Liv Finne of the Washington Policy Center discusses the decline in test scores in reading and math for state tests administered to students in November
Washington Policy Center
Last week the state superintendent released district-level test scores in reading and math for the state tests administered to students in November 2021. The findings are for the first statewide tests given to students since Gov. Inslee’s COVID lock-down orders started in March 2020.
The latest assessment shows schools failed to meet the standard in teaching math – 70% of students failed – and failed to meet the standard in teaching English – 52% of students failed.
The results for math and English learning are shown in the maps included here.
The long-term consequences of these devastating results are grim. Early numbers show enrollment in Running Start, community college and universities has dropped significantly. The lengthy school shutdown has clearly caused many students to give up the dream of furthering their education.
Even in Seattle, the wealthiest district with highest per-student spending, fully 57% of students failed in math, and 40% failed in English. Seattle leaders boast that their numbers are not as bad as in other districts, but that’s like bragging you have the best-run failing business in your industry.
Even die-hard liberals like Seattle Times columnist Danny Westneat admit public schools are getting terrible headlines.

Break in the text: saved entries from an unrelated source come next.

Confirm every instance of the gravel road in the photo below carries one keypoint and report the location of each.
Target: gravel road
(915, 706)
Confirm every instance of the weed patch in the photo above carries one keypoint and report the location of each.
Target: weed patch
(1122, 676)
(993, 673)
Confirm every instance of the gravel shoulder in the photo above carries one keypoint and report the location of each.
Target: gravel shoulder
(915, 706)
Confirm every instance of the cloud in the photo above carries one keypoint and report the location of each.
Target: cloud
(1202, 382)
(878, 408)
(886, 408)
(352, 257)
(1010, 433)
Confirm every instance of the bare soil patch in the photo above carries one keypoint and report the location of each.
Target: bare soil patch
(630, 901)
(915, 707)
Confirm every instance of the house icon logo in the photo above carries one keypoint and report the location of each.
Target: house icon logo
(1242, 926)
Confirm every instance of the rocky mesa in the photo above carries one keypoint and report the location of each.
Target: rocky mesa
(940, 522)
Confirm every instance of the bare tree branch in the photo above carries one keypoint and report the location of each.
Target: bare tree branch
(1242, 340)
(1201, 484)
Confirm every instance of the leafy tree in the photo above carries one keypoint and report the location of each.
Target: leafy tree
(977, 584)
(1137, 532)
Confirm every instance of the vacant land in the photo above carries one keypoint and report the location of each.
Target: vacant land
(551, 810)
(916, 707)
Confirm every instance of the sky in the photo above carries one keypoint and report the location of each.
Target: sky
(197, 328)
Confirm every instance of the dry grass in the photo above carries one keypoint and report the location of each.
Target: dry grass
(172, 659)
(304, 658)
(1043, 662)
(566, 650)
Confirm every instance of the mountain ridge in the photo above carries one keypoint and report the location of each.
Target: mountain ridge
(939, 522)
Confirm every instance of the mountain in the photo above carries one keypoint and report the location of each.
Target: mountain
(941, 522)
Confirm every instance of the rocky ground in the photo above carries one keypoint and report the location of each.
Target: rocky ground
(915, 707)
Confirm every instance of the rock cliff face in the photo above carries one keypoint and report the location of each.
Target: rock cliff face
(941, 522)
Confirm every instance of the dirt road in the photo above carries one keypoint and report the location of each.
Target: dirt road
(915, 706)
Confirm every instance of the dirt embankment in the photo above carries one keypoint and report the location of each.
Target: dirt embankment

He proposes intensive tutoring. Good idea, but only if the tutoring aid goes directly to families, not into the very school districts that created the learning deficits in the first place.
More broadly, the legislature is considering innovative bills (like HB 1633, SB 5205, HB 1215, and HB 1555) that would provide up to $10,000 a year in direct education assistance to families, to pay for tutors, private school tuition, homeschooling or anything else kids need to learn.
More than 41,000 families have left public education since the lock-down orders started, and school choice is becoming even more popular than it already was. A recent poll shows 71 percent of the public supports giving parents direct assistance to help children learn.
Given the bad experience of the last two years we need to try something new, something that will work. Parents are frustrated about the failure of public schools to meet even the most basic teaching standards, yet they have little ability to affect meaningful change. Broader school choice, however, is a proven way to get families engaged in high-quality education services, so that every child learns.
Liv Finne is the director of the Center for Education at the Washington Policy Center.